Korea reports trade data for the first 20 days of July Wednesday. Here too, the mainland slowdown is a growing risk that must be watched. BOK Governor Lee has tilted more hawkish this past month but growing uncertainty regarding the pandemic and the economy warrant caution. Next BOK meeting is August 26 and rates are expected to remain steady at 0.50%. Headline inflation eased to 2.4% y/y in June from the cycle peak of 2.6% in May, giving the BOK some breathing room to keep rates steady for now.
Bank Indonesia meets Thursday and is expected to keep rates steady at 3.5%. However, the bank last week took the first small steps towards tightening and so this week’s statement will be very important. Headline CPI inflation eased to 1.33% y/y in June, the first deceleration since March that nearly matches the cycle low from last August. This remains well below the 2-4% target range and gives the central bank some breathing room. Bloomberg consensus sees steady rates through this year, with the first hike seen by mid-2022 and another hike by end-2022.

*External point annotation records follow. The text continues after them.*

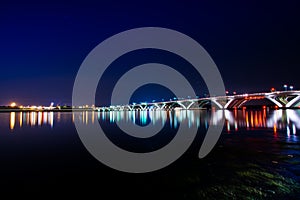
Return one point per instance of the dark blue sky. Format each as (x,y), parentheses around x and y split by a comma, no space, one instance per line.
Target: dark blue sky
(255,45)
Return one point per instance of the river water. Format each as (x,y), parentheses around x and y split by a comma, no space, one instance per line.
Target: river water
(256,157)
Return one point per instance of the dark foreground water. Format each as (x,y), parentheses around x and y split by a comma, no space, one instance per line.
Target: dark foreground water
(256,157)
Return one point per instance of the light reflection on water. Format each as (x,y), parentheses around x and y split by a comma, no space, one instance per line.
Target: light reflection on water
(287,120)
(31,119)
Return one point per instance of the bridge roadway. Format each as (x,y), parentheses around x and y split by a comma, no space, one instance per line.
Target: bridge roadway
(280,99)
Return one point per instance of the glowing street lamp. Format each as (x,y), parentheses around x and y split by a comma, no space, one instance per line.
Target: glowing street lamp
(13,104)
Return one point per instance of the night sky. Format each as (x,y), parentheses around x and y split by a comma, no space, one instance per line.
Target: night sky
(255,45)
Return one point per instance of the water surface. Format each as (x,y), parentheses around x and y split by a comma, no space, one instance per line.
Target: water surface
(257,156)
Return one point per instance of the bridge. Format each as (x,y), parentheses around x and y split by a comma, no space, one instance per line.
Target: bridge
(277,99)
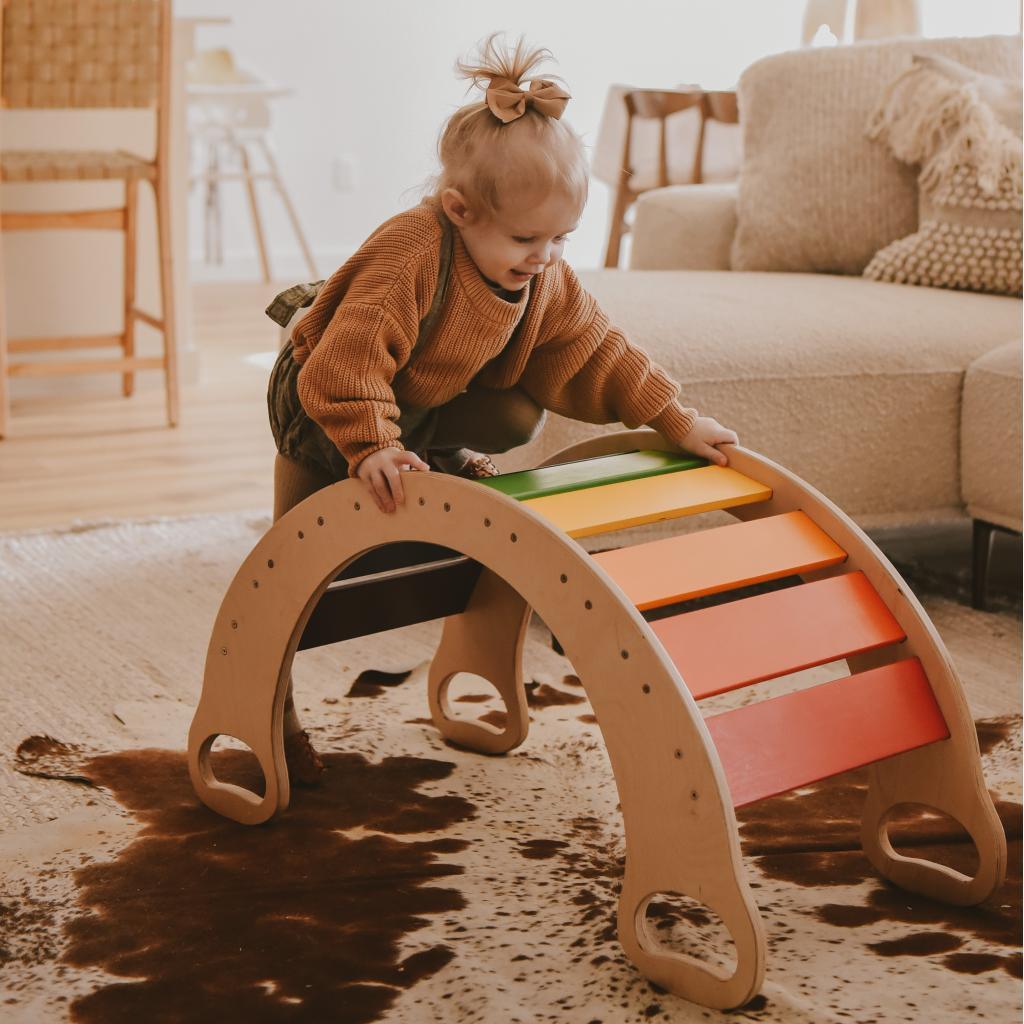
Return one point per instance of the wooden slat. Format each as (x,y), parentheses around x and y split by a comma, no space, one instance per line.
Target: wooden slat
(74,219)
(64,344)
(56,369)
(146,318)
(780,744)
(715,560)
(617,506)
(590,473)
(744,642)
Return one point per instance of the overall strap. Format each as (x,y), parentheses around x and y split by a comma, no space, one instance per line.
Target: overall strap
(429,322)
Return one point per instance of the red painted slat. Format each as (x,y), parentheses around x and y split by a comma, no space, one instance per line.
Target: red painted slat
(731,645)
(788,741)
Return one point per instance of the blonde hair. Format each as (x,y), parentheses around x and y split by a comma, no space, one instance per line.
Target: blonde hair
(489,162)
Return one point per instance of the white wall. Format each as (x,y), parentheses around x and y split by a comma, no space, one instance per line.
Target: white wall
(373,81)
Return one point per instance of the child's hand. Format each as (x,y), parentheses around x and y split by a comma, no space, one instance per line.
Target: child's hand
(704,437)
(381,472)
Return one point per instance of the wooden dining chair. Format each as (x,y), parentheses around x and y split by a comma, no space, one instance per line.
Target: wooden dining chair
(659,105)
(100,54)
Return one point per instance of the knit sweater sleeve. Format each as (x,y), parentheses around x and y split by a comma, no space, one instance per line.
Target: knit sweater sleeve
(586,369)
(345,382)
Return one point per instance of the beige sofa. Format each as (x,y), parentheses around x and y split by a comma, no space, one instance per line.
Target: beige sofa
(855,385)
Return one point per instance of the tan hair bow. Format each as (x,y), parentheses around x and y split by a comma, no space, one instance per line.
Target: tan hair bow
(508,100)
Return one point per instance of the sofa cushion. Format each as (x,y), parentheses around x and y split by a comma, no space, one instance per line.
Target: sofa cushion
(964,131)
(853,384)
(815,194)
(990,436)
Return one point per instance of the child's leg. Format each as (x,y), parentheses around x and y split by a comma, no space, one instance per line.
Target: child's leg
(484,420)
(294,482)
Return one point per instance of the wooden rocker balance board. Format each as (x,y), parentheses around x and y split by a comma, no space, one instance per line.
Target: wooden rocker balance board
(483,554)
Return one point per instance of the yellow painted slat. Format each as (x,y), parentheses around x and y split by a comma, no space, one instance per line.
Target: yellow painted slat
(633,503)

Malaysia reports June CPI Friday. Headline inflation is expected at 3.4% y/y vs. 4.4% in May. While Bank Negara does not have an explicit inflation target, low price pressures should allow it to remain on hold for now until the current wave of the pandemic passes. Next policy meeting is September 9 and rates are expected to remain steady at 1.75%. Bloomberg consensus sees steady rates through this year, with the first hike seen around mid-2022 and another hike possible by end-2022.
Singapore reports June CPI Friday. Headline inflation is expected at 2.5% y/y vs. 2.4% in May. If so, it would be the highest since November 2013. While Monetary Authority of Singapore does not have an explicit inflation target, low price pressures should allow it to remain on hold for now until the current uncertainty passes. It is likely to maintain its current accommodative stance at the next semiannual policy meeting in October.